7 Août 2009 , Rédigé par Jean-Marie Allain Publié dans #TRANSPORTS

Le débat sur la taxe carbone est lancé et l'on ne peut s'en plaindre.

La taxe carbone revient à instaurer un droit à polluer.
J'en veux pour preuve que les grandes industries ne seraient pas
concernées sous prétexte qu'elles sont déjà soumises au système européen
d'échanges de quotas.

Mais au nom de quoi peut-on octroyer un droit à polluer ?

Outre le fait qu'on ne nous dit pas si les véhicules étrangers
traversant l'hexagone seraient eux aussi soumis à la taxe carbone (et
comment), nul ne peut s’arroger, fût-ce en payant, le droit de dénaturer
ce qui ne lui appartient guère et chacun a le devoir d’habiter
raisonnablement, c’est-à-dire écologiquement, ce monde.

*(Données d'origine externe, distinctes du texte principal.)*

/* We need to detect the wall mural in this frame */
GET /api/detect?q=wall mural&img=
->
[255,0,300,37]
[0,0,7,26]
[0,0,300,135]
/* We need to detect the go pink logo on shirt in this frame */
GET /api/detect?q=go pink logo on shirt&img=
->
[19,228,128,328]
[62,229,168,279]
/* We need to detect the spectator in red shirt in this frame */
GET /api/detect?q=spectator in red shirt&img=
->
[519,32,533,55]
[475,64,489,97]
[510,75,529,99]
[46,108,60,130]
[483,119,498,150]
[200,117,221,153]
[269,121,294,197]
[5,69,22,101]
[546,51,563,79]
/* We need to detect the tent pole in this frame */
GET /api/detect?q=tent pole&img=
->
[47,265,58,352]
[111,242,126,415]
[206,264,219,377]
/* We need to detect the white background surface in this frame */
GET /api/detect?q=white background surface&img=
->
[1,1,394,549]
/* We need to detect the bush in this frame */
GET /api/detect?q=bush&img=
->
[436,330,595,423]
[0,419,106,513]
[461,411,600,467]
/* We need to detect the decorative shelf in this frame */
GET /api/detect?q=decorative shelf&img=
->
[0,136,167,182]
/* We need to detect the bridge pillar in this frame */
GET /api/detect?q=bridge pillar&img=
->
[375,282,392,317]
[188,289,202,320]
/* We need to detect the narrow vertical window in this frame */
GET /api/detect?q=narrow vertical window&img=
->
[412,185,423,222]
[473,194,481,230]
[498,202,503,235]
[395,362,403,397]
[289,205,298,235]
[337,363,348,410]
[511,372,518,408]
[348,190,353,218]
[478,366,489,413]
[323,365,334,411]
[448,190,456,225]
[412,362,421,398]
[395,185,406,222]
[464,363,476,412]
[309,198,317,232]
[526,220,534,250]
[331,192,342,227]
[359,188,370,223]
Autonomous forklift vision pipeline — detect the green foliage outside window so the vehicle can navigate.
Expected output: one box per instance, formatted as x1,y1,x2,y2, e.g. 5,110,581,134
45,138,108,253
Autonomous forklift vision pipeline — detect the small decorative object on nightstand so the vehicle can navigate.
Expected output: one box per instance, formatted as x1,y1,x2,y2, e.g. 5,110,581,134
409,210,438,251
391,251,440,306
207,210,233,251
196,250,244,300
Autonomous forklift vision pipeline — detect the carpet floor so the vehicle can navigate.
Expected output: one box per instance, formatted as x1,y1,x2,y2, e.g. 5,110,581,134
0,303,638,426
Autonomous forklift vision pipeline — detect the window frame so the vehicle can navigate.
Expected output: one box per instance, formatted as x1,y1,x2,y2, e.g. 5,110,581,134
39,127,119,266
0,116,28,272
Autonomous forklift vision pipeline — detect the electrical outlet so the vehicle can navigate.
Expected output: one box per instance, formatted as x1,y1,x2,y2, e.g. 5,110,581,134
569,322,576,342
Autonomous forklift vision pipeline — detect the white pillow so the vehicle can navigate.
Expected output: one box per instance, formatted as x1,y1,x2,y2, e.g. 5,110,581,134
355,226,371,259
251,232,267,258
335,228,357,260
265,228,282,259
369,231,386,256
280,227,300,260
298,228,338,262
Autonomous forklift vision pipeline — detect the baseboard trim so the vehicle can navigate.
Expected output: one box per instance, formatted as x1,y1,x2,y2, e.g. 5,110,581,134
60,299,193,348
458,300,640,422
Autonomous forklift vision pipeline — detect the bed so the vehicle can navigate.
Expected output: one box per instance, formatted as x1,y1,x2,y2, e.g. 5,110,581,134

La taxe présente par ailleurs l'inconvénient de soustraire l'industrie
nucléaire qui, si elle ne rejette pas de CO2, utilise un combustible
fossile et laisse en héritage aux générations futures des déchets
extrêmement dangereux.

La taxe risque donc d'être le faux nez d'un impôt supplémentaire que
paieront les ménages éloignés des villes alors qu'ils ont souvent été
contraints à cet éloignement, contrairement à ceux qui avaient les
moyens de faire face aux prix élevés du foncier et qui ont les moyens de
payer le carburant au prix fort

Au même titre que la taxe sur le tabac n'a jamais ralenti la
consommation de cigares des rentiers. la taxe carbone pourrait ne pas influer
sur les déplacements des plus aisés.

Ne serait-il pas plus logique et plus simple d' interdire la production
et la vente des véhicules énergétivores comme l'on interdit maintenant
la production de logements énergétivores avec la réglementation
thermique RT 2005 et bientôt RT 2012 ?

Pourquoi ce qui est possible pour le logement ne le serait-il pas pour
l'automobile ?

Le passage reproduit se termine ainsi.